Well... I did this in 3d at one point source here, and just simplified the problem, and made it so you couldn't build partial walls anywhere. That makes the problem simple, since each wall divides the "node" that it is in in half. Then check if there are any balls in the volume of each half, and delete the half if there is nothing there.
I have thought about going the route of no partial walls, but the other members dont want that... it would be much easier.

The reason I dont think flood fill would work (and I could be wrong) is because it is not always a 4-sided area, and sometimes it would have to go in the + X direction for a while and then go in the - X direction. Of course I could just not know how to implement the flood fill correctly and that could be the case.

for a refresher on the jezzball game there is one at jezzball.net
Maybe you could flood-fill out from the balls, and then close anything that wasn't reached? I always wondered how that worked.
Quote:Maybe you could flood-fill out from the balls, and then close anything that wasn't reached? I always wondered how that worked.


wow... I actually had not thought of that. But would I run into problems in the future when I have a lot of balls on the screen?
Flood-fill doesn't necessarily mean the area-painting algorithm. You can go in any directions with any conditions.

For example in a minesweeper game, the zero-field-self-revealing thing can be done with flood-fill. The classic square grid means 8 directions (instead of the 4, used in paint programs). Hexagonal grid means 6 directions (heavily depend on the "shape" of the whole field), and triangular grid means 3 directions (or 12).

The base of the flood-fill algorithm is that there is "branching" inside the recursing function. So you call the recursing function on an arbitrary element inside the function.

I guess that's not clear (just a pseudo example):
void RecursingFloodfill(int x, int y){    Do_something_with_element(x,y);        if(some_condition)        RecursingFloodfill(some_x,some_y);    if(other_condition)        RecursingFloodfill(other_x,other_y);    ...    ...}
It doesn't have to be position, or the positions don't have to be neighbors etc.
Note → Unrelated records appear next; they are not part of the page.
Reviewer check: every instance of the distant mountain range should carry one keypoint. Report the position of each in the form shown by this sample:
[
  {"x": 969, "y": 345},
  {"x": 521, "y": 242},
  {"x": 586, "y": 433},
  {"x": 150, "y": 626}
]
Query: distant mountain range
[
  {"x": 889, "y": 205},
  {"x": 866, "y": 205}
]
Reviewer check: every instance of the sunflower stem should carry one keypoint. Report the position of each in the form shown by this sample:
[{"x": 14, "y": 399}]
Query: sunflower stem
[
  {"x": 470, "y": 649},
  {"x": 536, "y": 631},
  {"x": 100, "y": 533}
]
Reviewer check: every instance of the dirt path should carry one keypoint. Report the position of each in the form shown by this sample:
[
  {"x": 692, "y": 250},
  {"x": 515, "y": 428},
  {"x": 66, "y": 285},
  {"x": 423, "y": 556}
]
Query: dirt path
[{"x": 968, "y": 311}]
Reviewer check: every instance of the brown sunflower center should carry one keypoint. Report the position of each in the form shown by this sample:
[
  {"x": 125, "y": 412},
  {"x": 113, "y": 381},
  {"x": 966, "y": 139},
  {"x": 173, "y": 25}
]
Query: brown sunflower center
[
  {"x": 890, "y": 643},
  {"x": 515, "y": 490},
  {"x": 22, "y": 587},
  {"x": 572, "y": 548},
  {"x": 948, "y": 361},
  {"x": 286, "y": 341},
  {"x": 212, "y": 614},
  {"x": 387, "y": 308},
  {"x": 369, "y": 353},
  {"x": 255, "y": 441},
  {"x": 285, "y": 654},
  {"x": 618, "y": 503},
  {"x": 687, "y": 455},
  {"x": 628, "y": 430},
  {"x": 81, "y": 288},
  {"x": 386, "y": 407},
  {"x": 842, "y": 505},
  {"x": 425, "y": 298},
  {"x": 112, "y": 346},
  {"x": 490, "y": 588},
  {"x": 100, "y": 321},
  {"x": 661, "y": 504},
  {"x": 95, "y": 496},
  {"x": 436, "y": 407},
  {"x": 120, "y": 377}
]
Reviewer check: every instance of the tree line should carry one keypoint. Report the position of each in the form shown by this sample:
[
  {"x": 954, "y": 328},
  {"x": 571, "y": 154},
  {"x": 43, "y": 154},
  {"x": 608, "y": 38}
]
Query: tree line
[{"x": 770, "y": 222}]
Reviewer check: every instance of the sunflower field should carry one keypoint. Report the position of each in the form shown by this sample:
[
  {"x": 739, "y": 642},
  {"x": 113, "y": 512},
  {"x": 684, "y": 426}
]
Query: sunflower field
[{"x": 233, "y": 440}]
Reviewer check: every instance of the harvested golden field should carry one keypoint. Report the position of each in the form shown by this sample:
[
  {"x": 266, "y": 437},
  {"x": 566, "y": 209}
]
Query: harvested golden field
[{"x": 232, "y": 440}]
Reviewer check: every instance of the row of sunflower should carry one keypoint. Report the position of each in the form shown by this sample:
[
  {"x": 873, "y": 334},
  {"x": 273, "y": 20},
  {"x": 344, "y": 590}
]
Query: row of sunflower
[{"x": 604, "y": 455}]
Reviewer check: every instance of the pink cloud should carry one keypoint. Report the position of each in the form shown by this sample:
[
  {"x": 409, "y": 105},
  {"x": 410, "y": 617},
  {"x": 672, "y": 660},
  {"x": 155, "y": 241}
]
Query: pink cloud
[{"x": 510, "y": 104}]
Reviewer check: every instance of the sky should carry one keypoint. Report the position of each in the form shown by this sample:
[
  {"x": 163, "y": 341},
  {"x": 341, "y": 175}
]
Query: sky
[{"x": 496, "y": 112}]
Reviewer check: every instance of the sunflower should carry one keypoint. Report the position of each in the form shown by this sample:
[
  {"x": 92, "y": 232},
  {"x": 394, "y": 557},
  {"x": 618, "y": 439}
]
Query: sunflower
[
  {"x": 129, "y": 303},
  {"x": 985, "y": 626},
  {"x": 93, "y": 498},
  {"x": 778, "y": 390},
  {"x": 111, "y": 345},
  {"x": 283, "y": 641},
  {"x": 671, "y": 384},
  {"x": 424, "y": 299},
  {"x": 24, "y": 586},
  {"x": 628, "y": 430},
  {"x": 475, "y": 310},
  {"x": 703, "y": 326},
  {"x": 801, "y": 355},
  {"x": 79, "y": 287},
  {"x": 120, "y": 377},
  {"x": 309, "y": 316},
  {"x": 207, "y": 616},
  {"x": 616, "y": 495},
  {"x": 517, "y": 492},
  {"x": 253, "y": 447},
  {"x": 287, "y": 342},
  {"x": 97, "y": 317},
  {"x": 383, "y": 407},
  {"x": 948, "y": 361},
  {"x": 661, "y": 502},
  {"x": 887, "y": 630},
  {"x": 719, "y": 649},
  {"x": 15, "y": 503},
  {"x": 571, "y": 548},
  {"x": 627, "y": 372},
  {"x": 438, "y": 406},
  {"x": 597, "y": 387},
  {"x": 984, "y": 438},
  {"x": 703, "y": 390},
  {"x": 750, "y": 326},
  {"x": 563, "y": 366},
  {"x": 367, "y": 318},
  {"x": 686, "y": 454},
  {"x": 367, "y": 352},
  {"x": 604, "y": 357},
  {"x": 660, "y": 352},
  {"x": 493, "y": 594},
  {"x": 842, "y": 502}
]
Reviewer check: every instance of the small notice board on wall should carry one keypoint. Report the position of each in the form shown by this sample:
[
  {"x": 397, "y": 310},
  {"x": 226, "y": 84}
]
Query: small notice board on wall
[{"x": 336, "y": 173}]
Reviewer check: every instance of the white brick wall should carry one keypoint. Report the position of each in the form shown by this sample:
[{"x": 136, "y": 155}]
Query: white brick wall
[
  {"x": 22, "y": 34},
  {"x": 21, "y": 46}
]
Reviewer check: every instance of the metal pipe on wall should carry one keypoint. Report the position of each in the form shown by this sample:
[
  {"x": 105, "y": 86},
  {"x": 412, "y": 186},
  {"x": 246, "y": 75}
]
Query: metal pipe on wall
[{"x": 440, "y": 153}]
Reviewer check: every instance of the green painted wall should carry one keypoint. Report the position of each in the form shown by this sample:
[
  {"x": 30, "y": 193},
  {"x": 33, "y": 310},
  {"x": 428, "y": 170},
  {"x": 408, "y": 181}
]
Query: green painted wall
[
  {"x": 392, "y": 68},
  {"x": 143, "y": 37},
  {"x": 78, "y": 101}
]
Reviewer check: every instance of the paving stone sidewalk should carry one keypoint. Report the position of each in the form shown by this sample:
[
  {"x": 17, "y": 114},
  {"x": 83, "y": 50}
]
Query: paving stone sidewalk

In the end, all conditions will fail, so all functions will exit, and recursion finishes.

The beauty of it, that this can fill any arbitrary complex shapes "by itself".
(Drawback is the possibility of stack overflow.)

I certainly hope that has to do something with the OP.

EDIT: you can even:
void RecursingFloodfill(int x, int y){    if(Some_important_condition)        return;    Do_something_with_element(x,y);        if(some_condition)        RecursingFloodfill(some_x,some_y);    if(other_condition)        RecursingFloodfill(other_x,other_y);    ...    ...}
So you can return "immediately" from recursion. For example if you find something on the field.
it certainly gives me somewhere to go from, thanks. I guess I just need to work on my recursing function ability(still kind of noob-ish)

But a quick question, you said when it gets to the end, it will fail and all others will fail with it, is that always true? or if it finds all of the areas and does not find a ball it should pass correct?
ahh you sent your edit while I was writing the other one. Thank you, I will see what I can do with the information so far.
Sorry, I don't know about the jezz stuff.

But with this method, you have to mark the elements, that have been checked (recursed) already (and don't check them again->put it into the condition). I forgot to tell that, it's very important, otherwise the recursion can never return.

You see, all possible elements will be checked some time, so recursion ends.